Making a hashtag of it

June 6, 2013

Times Higher Education recently encouraged responses to its cover feature “My student nemesis” (16 May) with a Twitter hashtag, #myworststudent. Having dropped some ­Twitter clangers in my time, I won’t seek to claim the high ground. However misjudged that original hashtag was, the response from students, #mybestlecturer, was a positive outcome. It showed that great lecturers can change lives for the better, and that is why the National Union of Students passionately believes in a partnership approach to edu­cation despite ministers ­seeking to convince us that treating it as a financial ­transaction would serve us better.

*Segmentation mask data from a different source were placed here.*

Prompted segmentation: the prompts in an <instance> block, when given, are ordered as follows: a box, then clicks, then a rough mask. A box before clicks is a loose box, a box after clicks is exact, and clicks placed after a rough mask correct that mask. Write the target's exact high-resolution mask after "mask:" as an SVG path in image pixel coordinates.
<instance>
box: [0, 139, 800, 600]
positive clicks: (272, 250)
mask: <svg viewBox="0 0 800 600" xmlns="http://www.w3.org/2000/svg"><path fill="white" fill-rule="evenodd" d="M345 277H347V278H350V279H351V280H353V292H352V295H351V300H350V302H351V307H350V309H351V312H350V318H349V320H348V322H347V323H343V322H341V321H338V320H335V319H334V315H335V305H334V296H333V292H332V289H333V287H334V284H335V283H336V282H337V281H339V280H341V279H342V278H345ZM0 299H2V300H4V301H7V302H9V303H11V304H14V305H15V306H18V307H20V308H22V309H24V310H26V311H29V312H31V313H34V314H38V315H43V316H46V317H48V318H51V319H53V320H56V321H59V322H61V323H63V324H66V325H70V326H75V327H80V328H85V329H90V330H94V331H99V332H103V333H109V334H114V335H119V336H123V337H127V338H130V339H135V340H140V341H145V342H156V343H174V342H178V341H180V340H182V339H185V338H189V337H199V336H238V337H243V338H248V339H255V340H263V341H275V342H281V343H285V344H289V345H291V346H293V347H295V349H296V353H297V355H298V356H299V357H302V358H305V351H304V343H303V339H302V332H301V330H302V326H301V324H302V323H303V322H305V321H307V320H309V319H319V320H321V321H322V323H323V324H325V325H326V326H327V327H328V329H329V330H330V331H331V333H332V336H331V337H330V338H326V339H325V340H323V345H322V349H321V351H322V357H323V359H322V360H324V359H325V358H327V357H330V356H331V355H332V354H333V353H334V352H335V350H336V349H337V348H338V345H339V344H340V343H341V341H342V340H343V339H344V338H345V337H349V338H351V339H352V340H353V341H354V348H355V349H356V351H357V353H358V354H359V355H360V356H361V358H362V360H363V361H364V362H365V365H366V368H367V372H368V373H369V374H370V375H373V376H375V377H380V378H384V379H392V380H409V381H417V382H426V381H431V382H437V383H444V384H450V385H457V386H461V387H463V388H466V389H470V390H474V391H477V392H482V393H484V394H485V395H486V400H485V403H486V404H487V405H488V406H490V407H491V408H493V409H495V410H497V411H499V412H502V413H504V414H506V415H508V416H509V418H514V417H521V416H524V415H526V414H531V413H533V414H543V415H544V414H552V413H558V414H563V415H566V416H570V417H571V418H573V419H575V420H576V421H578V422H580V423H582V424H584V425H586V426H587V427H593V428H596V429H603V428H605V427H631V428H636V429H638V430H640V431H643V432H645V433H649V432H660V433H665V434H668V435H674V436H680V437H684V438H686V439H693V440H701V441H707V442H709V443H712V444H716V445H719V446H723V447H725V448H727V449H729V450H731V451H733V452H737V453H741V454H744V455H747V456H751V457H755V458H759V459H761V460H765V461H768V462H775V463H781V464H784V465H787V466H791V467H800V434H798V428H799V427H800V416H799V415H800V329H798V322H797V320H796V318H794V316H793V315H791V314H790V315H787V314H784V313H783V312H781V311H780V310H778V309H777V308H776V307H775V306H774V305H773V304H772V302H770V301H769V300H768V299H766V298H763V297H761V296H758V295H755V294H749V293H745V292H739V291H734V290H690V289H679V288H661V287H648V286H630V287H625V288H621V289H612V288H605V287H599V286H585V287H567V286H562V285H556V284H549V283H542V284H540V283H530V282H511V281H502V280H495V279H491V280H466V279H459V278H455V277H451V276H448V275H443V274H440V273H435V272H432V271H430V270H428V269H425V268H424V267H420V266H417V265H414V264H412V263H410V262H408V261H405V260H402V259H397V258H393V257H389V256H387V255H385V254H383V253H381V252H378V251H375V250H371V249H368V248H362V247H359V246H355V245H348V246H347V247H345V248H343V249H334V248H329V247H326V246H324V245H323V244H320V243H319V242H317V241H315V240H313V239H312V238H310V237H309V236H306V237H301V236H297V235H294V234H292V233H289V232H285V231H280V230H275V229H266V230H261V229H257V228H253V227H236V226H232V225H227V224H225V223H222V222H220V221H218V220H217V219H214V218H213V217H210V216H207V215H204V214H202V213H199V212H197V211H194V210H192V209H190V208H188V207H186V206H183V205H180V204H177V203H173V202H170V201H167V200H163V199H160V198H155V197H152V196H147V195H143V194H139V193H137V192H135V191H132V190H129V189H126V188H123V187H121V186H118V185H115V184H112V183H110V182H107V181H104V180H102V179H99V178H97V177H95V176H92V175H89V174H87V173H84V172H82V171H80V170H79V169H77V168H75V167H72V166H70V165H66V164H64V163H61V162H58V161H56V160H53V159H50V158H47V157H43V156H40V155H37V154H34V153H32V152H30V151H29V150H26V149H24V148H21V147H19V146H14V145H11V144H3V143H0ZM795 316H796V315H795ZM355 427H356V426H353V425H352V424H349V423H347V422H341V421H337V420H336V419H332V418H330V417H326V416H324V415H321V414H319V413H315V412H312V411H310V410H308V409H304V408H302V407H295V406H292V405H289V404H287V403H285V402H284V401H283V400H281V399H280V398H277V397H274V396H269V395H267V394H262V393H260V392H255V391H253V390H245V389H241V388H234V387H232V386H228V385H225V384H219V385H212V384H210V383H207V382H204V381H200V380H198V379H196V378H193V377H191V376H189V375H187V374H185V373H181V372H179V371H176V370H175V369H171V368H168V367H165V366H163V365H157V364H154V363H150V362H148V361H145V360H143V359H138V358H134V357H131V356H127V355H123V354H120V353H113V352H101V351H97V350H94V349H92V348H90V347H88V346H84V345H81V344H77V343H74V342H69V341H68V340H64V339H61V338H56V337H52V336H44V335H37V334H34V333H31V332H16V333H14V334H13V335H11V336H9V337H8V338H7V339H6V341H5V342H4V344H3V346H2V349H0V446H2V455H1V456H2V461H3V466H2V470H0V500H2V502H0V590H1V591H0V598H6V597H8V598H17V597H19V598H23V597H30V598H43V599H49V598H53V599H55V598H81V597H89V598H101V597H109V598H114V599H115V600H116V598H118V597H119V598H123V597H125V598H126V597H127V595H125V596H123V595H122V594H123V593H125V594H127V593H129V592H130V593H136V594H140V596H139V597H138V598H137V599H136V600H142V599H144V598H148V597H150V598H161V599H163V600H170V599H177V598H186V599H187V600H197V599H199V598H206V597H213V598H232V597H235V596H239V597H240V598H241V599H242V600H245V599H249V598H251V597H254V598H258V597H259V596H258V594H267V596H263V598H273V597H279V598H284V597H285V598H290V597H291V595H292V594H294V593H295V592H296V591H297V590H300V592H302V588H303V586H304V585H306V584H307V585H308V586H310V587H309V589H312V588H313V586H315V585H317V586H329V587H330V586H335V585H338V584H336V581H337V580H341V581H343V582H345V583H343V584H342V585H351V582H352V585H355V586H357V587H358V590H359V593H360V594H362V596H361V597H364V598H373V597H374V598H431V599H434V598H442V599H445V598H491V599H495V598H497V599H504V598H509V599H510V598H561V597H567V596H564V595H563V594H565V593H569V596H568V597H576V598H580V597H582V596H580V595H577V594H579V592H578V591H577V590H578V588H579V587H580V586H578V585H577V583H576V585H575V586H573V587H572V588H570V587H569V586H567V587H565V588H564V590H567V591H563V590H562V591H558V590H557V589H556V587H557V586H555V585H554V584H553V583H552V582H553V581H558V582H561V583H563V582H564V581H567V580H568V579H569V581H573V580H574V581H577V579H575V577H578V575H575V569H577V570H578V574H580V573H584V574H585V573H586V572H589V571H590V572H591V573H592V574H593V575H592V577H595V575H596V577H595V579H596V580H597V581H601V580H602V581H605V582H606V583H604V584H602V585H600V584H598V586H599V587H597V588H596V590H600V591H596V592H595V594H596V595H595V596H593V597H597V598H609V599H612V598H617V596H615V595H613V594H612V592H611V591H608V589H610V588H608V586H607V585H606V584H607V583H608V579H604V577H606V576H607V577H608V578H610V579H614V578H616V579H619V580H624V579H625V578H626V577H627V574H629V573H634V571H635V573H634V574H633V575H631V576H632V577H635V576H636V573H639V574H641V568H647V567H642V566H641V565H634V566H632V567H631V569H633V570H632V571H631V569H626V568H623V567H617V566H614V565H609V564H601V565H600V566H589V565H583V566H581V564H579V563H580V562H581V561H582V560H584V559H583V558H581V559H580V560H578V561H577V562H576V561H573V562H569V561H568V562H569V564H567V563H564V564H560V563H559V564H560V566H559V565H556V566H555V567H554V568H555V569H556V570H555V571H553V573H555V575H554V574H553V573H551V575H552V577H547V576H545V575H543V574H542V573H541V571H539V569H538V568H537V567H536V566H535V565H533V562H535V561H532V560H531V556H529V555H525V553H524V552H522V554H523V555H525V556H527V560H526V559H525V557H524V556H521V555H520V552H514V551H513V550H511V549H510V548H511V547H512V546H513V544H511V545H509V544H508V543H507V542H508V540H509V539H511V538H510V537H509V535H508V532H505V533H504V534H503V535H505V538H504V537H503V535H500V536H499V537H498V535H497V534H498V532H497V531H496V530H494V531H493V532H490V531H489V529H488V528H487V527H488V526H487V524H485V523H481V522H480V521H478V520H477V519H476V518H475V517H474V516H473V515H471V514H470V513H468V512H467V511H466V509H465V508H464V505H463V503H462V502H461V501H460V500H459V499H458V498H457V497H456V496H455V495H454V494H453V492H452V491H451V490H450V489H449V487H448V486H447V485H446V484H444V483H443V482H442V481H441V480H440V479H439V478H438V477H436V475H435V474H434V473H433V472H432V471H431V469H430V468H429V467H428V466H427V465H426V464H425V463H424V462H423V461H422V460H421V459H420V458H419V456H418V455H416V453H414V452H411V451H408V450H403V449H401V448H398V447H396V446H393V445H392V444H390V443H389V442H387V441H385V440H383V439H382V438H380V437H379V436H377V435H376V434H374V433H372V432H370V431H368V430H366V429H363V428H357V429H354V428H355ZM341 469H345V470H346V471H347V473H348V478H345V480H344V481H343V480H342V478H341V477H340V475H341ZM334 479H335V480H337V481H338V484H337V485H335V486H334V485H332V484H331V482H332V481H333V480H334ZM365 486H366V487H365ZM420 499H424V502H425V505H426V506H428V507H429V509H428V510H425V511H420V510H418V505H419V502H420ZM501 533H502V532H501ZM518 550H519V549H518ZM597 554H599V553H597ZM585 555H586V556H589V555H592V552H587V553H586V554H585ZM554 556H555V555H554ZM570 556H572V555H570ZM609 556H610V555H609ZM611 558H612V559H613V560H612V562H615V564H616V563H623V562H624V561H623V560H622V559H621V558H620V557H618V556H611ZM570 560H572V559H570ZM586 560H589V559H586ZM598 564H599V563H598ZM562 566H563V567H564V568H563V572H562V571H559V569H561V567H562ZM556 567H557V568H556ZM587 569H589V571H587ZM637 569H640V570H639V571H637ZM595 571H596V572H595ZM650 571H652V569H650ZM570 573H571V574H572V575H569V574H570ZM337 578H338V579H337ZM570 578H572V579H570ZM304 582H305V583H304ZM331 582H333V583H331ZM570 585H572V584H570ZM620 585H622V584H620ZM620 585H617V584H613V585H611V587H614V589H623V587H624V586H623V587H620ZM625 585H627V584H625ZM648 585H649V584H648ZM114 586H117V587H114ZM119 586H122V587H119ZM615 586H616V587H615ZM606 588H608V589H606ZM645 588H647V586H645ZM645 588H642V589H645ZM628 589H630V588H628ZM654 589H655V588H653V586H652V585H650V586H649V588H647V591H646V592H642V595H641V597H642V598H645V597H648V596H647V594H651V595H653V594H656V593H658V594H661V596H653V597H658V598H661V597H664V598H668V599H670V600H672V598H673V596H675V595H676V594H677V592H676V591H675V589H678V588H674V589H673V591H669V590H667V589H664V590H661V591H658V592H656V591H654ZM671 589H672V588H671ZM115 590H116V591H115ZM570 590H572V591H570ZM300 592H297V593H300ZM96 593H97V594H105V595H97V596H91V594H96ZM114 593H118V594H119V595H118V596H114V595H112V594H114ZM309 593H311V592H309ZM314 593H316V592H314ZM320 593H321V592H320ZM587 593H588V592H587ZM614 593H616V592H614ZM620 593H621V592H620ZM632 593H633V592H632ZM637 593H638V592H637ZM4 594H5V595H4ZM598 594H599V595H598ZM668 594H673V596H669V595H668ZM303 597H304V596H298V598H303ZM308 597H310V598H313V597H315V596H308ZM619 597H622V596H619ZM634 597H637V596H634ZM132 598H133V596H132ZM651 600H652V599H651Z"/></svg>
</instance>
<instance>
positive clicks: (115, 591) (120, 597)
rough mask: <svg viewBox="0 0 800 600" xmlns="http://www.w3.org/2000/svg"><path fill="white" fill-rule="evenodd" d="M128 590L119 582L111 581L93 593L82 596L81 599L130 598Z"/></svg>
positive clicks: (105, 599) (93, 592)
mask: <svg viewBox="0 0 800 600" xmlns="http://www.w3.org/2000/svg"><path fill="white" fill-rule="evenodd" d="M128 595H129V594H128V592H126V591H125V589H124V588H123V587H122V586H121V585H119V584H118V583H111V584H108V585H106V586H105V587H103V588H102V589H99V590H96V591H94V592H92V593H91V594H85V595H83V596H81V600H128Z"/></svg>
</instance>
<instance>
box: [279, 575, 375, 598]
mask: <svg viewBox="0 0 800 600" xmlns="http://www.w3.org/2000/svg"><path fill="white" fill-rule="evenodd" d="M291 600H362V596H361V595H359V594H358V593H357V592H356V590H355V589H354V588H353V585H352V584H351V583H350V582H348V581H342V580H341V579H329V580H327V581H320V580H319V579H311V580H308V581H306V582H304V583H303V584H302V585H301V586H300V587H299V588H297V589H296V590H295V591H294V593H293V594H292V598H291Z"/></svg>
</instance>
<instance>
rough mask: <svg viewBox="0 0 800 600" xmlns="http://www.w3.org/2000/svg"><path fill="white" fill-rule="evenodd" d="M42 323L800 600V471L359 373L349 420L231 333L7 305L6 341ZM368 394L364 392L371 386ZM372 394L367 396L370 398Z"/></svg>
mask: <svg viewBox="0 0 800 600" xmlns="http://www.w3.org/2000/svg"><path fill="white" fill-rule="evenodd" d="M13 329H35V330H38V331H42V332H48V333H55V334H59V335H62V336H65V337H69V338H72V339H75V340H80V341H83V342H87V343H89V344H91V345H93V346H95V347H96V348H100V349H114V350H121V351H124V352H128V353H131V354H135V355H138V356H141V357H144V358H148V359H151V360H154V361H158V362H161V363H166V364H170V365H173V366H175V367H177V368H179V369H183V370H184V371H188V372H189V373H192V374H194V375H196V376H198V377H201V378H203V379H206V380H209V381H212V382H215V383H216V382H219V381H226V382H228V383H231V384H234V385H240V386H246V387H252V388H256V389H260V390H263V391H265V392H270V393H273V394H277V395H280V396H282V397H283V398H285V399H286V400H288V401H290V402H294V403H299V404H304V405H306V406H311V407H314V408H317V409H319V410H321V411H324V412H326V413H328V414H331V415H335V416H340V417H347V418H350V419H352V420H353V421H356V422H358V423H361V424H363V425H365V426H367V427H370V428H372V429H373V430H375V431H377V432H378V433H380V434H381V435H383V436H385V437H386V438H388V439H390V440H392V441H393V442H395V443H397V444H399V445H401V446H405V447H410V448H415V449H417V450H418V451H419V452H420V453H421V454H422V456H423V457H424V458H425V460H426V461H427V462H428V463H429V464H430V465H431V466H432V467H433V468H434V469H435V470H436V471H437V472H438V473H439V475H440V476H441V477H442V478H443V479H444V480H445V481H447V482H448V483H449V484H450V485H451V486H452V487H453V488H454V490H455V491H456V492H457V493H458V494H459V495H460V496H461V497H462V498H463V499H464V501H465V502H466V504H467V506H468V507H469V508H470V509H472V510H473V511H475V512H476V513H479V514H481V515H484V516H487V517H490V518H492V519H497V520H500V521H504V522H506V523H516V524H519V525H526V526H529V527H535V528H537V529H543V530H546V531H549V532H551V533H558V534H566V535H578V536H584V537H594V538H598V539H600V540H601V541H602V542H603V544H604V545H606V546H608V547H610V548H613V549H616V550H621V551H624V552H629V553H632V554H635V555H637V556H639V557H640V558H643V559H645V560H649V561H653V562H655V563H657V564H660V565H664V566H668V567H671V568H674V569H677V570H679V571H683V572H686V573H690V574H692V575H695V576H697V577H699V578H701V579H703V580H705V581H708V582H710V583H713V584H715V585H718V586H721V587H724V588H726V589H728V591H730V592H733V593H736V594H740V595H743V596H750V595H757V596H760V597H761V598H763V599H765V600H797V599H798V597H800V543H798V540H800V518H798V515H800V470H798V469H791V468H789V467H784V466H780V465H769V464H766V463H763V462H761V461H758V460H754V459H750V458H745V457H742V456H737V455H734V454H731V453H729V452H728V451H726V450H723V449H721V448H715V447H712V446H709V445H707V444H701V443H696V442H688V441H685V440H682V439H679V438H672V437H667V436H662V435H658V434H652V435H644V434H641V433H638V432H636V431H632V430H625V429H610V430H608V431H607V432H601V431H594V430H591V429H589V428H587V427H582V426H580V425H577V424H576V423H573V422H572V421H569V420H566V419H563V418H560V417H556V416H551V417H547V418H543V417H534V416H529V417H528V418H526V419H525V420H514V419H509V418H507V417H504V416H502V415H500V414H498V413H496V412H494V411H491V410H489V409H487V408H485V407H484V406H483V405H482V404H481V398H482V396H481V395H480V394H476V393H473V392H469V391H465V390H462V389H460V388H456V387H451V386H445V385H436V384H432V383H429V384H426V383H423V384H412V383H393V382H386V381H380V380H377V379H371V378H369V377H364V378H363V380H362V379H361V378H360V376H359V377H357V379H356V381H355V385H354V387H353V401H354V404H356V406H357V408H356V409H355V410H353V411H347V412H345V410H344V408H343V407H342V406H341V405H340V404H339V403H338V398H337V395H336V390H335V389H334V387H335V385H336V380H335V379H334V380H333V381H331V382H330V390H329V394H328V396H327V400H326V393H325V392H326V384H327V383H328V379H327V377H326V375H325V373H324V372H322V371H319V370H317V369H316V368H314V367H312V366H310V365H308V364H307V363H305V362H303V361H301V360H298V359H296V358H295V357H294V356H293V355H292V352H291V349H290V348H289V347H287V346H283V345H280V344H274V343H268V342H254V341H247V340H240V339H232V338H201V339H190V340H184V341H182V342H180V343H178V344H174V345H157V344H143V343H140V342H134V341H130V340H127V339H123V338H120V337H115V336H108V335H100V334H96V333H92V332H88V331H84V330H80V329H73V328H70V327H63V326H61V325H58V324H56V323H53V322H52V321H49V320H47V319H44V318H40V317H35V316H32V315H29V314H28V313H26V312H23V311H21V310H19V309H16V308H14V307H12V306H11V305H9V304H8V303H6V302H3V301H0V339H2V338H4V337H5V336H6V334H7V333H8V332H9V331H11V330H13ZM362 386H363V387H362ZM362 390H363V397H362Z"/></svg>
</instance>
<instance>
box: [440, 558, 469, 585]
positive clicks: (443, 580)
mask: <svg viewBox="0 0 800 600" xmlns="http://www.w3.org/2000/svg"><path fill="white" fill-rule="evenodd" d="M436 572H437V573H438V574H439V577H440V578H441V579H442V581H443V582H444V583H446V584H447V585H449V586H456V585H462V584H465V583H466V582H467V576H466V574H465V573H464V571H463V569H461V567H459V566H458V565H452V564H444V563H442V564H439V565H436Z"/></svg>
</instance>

The NUS and the Higher Education ­Academy have developed and rolled out the Student-Led Teaching Awards (SLTA). Pioneered at one union in Scotland, the awards now involve nearly two-thirds of UK higher education ­institutions. The genuinely touching #mybest­lecturer messages are similar to the tens of thousands of nominations students’ unions collect through the SLTA every year. We don’t do this just to be nice but rather to identify best teaching practice and to champion it.

Let’s hope more good will come from your proverbial slip of the tweet: I hope any vice-chancellor reading this has a look at the award website and reaches for the chequebook to start or redouble their support for students’ unions running the scheme.

Those whom academics consider their worst students might also be the ones with the most to deal with outside the lecture theatre. Let’s celebrate the thousands of lecturers who go out of their way to help their charges rather than being cynical about what can be an incredibly stressful period in life.